Sometimes, fear still rose up suddenly.
Sometimes he still pulled back.
But Mira didn't vanish when he did.
She waited.
One evening, they studied together at the small public library near Elior's apartment. The place smelled like old paper and dust, and the lights buzzed softly overhead.
Mira leaned across the table, pointing at a line in his notebook. "You're actually really good at this."
He scoffed. "You're just being nice."
She shook her head. "No. You just don't see yourself clearly."
He watched her for a moment. The way her brow furrowed in concentration. The way she smiled when she figured something out.

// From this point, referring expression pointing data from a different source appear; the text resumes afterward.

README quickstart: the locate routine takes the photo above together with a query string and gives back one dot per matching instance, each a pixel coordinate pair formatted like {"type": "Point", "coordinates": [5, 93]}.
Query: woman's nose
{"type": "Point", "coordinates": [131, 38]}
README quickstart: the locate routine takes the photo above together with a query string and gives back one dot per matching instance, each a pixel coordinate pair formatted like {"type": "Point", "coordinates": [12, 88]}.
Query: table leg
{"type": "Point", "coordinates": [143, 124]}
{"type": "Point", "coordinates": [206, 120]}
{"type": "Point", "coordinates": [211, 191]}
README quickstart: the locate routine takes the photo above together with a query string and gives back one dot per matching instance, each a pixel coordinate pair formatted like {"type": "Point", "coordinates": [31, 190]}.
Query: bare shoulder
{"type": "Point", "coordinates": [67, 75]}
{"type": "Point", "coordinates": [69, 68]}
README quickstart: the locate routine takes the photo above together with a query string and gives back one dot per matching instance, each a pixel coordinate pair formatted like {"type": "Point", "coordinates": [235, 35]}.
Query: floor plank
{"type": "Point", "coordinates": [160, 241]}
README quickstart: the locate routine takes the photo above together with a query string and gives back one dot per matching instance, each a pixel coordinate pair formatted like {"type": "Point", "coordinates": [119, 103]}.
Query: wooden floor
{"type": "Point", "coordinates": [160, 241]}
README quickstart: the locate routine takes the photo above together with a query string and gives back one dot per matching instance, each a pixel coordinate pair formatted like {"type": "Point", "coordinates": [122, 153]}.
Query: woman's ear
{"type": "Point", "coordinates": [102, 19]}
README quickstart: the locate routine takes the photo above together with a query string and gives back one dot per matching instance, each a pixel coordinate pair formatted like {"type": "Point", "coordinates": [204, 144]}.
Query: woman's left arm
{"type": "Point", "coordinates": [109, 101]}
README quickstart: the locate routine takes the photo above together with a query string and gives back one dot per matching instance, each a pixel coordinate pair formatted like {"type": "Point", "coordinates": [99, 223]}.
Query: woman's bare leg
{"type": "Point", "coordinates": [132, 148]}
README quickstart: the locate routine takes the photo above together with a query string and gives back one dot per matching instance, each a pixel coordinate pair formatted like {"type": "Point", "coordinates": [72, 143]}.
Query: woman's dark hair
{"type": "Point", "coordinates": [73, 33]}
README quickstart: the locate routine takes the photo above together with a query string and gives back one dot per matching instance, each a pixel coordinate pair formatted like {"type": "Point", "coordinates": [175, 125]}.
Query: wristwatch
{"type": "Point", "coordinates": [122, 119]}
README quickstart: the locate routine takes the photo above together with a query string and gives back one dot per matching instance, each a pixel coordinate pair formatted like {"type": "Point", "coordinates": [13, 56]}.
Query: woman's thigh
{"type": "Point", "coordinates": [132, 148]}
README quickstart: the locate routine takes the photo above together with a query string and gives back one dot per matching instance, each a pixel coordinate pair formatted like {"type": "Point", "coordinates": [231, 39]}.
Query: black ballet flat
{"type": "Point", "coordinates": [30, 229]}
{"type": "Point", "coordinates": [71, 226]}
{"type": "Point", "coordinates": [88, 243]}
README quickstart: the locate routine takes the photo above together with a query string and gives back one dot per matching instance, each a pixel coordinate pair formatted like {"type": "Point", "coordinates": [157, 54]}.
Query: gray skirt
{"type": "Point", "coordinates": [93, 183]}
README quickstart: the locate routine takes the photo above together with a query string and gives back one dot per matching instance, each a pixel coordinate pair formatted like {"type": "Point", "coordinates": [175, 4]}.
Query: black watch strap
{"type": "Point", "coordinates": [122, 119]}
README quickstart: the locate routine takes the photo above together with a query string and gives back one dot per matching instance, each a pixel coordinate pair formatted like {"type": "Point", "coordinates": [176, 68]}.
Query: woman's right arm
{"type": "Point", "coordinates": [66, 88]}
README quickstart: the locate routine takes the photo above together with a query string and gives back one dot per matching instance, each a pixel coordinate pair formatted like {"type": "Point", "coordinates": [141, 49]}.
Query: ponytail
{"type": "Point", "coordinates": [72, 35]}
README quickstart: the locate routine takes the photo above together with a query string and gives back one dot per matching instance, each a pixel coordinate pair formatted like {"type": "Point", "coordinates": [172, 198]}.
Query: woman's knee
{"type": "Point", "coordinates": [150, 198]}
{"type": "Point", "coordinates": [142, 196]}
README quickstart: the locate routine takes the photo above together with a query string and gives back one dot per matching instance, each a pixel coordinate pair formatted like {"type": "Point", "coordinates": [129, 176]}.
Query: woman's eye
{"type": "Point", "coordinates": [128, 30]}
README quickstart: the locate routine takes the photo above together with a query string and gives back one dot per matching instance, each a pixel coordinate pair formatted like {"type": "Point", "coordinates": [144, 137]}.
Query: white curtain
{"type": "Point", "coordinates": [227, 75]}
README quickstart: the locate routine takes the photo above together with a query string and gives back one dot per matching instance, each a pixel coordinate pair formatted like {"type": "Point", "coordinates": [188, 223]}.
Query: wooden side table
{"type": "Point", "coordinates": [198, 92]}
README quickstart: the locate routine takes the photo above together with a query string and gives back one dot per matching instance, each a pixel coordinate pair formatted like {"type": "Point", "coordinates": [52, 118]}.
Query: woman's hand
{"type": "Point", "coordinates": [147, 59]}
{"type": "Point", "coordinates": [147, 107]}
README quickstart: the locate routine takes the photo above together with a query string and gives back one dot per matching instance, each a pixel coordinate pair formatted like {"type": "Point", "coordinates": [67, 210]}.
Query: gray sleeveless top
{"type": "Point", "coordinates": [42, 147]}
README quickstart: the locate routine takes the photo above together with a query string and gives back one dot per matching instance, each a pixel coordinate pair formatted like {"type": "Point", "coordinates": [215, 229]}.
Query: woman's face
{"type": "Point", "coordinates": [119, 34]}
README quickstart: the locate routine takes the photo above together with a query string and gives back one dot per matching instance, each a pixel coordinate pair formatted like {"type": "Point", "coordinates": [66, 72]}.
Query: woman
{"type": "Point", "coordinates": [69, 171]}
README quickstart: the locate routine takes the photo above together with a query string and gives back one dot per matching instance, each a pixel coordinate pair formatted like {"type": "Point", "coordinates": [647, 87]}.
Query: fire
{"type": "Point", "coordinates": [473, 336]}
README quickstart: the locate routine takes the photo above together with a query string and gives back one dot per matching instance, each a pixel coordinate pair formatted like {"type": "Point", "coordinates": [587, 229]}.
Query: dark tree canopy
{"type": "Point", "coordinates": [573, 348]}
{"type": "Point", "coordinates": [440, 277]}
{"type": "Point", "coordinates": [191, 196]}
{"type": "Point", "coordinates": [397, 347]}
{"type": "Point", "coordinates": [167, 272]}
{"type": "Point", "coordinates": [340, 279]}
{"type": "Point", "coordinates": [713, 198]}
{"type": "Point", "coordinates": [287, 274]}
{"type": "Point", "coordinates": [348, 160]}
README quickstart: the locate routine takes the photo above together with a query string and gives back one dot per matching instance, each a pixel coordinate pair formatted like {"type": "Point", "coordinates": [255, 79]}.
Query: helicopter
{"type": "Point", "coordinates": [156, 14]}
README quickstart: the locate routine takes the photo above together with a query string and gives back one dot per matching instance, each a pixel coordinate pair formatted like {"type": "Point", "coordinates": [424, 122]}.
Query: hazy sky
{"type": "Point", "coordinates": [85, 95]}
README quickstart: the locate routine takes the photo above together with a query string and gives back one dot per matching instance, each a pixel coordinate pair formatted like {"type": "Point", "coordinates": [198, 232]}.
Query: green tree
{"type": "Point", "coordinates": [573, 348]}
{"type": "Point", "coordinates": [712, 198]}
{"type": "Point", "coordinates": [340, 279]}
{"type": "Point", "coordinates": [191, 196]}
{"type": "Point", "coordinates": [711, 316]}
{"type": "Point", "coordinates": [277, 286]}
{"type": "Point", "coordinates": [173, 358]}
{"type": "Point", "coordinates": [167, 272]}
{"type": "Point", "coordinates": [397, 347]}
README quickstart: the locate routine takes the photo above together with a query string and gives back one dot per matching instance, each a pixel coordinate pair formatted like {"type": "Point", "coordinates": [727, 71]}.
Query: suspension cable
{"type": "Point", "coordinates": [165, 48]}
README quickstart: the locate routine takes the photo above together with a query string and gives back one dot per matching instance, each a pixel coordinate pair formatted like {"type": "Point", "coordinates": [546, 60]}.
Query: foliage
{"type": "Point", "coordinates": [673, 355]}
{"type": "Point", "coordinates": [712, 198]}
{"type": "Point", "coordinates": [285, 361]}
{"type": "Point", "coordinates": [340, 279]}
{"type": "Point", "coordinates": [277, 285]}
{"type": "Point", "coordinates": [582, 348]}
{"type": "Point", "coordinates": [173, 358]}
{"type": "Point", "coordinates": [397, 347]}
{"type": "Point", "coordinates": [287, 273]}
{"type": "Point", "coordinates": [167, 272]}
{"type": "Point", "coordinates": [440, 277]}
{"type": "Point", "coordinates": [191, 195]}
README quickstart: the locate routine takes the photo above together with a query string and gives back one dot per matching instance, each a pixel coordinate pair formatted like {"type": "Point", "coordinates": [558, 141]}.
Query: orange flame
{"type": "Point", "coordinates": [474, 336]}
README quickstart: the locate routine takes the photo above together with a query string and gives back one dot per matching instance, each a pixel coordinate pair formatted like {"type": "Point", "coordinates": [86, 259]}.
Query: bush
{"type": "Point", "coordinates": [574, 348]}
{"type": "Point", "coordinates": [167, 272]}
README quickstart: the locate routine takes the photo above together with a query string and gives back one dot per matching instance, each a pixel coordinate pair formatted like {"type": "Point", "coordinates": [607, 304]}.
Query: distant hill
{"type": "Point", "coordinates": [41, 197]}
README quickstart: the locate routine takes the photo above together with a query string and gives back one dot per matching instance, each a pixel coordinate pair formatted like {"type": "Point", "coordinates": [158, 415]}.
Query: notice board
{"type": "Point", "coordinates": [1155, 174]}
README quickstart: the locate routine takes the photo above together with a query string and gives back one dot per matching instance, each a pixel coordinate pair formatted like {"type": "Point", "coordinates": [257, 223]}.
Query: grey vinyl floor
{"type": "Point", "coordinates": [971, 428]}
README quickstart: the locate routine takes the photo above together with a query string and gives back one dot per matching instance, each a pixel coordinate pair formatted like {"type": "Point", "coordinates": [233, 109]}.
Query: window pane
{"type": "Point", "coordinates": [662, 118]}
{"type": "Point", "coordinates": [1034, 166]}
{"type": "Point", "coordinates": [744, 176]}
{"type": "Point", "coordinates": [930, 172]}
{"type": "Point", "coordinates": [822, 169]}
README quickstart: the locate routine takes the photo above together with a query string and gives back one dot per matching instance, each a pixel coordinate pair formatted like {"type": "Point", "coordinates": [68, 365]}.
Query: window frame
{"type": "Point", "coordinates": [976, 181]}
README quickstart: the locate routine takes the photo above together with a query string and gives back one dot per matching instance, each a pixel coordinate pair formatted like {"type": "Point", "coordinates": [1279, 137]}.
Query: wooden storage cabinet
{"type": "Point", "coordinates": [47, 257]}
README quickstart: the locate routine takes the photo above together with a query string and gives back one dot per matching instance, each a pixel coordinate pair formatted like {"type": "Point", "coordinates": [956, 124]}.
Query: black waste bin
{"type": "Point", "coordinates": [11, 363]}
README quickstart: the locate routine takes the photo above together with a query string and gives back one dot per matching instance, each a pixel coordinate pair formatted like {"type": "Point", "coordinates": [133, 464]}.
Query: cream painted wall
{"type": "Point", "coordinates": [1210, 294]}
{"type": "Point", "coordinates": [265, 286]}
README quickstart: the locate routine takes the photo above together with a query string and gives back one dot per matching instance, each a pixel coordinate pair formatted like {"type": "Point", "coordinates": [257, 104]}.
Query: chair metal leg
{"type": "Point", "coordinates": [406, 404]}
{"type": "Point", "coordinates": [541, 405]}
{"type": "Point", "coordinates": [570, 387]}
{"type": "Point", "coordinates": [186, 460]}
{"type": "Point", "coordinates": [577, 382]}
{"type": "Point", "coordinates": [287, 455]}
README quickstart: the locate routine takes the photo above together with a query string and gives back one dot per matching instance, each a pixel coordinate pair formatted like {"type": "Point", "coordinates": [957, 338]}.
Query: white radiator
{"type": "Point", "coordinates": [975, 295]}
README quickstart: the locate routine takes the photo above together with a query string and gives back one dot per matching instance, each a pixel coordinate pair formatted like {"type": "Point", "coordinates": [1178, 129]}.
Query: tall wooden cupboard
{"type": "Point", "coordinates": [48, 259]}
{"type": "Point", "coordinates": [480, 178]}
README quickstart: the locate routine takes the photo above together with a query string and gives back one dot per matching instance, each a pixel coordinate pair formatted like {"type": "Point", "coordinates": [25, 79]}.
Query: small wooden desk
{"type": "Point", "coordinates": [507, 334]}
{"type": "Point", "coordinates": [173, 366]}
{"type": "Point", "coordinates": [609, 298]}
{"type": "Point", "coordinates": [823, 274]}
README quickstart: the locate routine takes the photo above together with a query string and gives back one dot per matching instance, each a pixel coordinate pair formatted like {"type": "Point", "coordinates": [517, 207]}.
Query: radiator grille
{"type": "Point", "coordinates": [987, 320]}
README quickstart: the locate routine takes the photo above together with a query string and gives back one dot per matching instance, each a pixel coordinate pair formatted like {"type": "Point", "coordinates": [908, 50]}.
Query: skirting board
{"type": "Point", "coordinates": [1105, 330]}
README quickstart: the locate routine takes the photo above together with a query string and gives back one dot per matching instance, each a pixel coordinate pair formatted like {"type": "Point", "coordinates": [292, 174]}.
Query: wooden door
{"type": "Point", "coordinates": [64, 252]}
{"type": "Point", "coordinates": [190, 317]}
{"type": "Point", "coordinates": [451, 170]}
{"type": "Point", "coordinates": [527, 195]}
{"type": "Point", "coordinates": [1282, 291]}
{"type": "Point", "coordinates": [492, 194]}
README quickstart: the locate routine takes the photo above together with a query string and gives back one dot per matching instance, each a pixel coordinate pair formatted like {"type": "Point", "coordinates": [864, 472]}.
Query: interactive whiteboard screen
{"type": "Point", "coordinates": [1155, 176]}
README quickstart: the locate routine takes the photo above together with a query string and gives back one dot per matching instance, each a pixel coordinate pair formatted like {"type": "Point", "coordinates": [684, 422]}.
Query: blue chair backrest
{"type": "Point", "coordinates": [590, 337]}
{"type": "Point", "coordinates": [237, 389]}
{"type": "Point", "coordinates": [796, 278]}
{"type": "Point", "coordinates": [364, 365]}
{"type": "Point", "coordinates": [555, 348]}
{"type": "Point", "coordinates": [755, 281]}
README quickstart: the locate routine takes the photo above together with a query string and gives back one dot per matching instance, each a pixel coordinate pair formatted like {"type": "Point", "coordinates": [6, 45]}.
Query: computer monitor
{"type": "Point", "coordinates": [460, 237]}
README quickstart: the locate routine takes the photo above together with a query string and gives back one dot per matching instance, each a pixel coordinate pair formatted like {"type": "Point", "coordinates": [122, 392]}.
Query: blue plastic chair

"You make it seem easy," he said quietly.
"What?"
"Believing people are worth loving."
She looked up at him. "It's not easy. I just decided it was better than believing the opposite."
---
The night everything almost fell apart came without warning.
They were walking home together when Elior saw a familiar figure across the street—a man with his father's posture, his father's stride.
His chest seized.
He stopped walking abruptly.
"Elior?" Mira asked.
The man laughed at something someone beside him said. The sound was distant, but it echoed painfully.
"I need to go," Elior said suddenly.
"Hey—what happened?"
"I can't," he said, voice breaking. "I can't do this tonight."
Before she could respond, he turned and walked away, heart pounding, breath shallow.
He didn't sleep that night.
The past had a way of resurfacing just when he thought he had buried it deep enough.
---
The next morning, Mira found him sitting on the steps outside school, eyes rimmed red, shoulders slumped.
She didn't ask what happened.
She sat beside him.
"I almost pushed you away again," he said hoarsely.
"I know."
"Why are you still here?" he asked. "Why haven't you decided I'm too much work?"
She turned to him, her expression steady and sure.
"Because loving someone isn't about how easy they are," she said. "It's about whether they're worth choosing."
The word choosing lodged itself in his chest.
No one had ever framed love like that before.
Choice.
Not obligation. Not accident.
Choice.
---
When the bell rang, Elior stood, uncertainty flickering in his eyes.
"Mira," he said, "I don't know how this ends."
She smiled softly. "Neither do I."
He nodded. "But I want to try. Even if I'm scared."
She reached for his hand.
This time, he didn't pull away.
Her fingers wrapped around his, warm and grounding, and something inside him—something old and tired—finally loosened its grip.
For the first time, Elior allowed himself to believe that maybe love wasn't something you had to earn by being perfect.
Maybe it was something you learned to accept by staying.